The shippers also testified regarding difficulties they had experienced in receiving service from Lang Transportation Corporation, and described specific instances of poor service by that company (Tr. 647, 674-5, 679, 815, 825, 916, 927, 938, 942). There was, of course, as is customary in this type of proceeding, testimony offered by Lang to show that its service was good and no other carrier was needed. (Tr. 1092, 1112, 1136, 1154, 1124, 1214.)

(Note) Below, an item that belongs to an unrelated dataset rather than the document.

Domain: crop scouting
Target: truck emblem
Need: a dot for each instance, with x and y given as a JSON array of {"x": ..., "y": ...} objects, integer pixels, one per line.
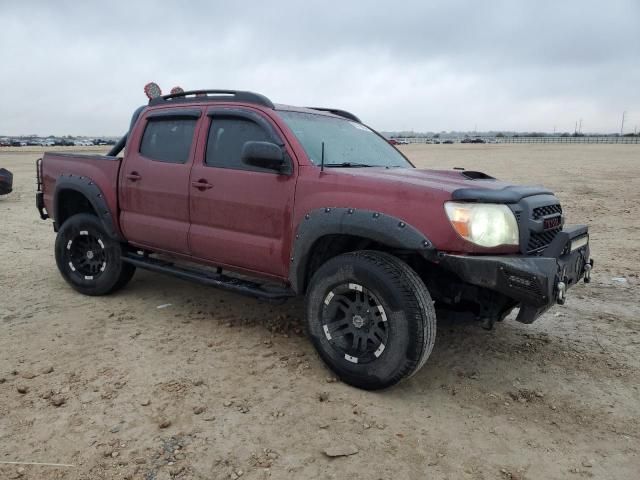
[{"x": 552, "y": 222}]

Public witnesses also supported Cantlay and Tanzola's application (Tr. 592, 606-7) (and 875). A resolution of the St. George Chamber of Commerce was offered by a witness on behalf of that organization (Exhibit 38). There was evidence regarding the volume of traffic in the territory involved (Tr. 42, 45, 950 and exhibits), showing that the available traffic was sufficient to support applicant's operation as well as Lang's. Of special significance as proving need for the applicant's service, is the evidence of the extent to which the public has in fact utilized it when available under temporary authority (Ex. 48).

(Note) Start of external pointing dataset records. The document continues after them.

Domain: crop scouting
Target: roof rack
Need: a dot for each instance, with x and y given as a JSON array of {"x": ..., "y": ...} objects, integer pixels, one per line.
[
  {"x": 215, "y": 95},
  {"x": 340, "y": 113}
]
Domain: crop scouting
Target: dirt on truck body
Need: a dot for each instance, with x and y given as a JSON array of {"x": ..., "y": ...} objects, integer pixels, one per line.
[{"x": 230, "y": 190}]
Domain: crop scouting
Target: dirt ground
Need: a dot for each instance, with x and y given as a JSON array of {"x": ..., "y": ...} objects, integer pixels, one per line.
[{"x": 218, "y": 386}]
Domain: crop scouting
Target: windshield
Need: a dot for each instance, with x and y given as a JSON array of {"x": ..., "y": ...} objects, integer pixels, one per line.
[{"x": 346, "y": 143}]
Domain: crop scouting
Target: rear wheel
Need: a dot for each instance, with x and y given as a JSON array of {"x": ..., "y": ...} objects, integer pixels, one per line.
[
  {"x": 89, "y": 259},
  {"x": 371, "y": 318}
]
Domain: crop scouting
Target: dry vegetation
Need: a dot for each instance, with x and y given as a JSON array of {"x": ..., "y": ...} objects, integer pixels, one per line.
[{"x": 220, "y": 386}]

[17] Atchison, Topeka & Santa Fe R. Co. v. United States, 295 U.S. 193, 55 S. Ct. 748, 79 L. Ed. 1382, 1390; Panama Refining Co. v. Ryan, 293 U.S. 388, 433, 55 S. Ct. 241, 79 L. Ed. 446, 465; Wichita R. & L. Co. v. P. U. C., 260 U.S. 48, 59, 43 S. Ct. 51, 67 L. Ed. 124, 130; Inland Motor Freight v. United States, D. C., 60 F. Supp. 520.

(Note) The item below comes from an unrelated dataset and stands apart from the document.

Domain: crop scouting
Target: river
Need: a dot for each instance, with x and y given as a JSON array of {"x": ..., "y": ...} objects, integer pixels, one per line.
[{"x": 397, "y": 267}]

[18] Florida v. United States, 282 U.S. 194, 51 S. Ct. 119, 75 L. Ed. 291; United States v. Baltimore & Ohio R. Co., 293 U.S. 454, 55 S. Ct. 268, 79 L. Ed. 587; United States v. Carolina Freight Carrier's Corp., 315 U.S. 475, 62 S. Ct. 722, 86 L. Ed. 971; Howard Hall Co. v. United States, 315 U.S. 495, 62 S. Ct. 986, 86 L. Ed. 986; Shawmut Transportation Co. v. United States, D.C., 49 F. Supp. 831; Inland Motor Freight v. United States, D.C., 60 F. Supp. 520.

[19] Given that the report contains all the essential findings required, Cf. Florida v. United States, 282 U.S. 194, 51 S. Ct. 119, 75 L. Ed. 291, the Commission is not compelled to annotate to each finding the evidence supporting it. United States v. Pierce Auto Lines, 327 U.S. 515, 529, 66 S. Ct. 687, 90 L. Ed. 821.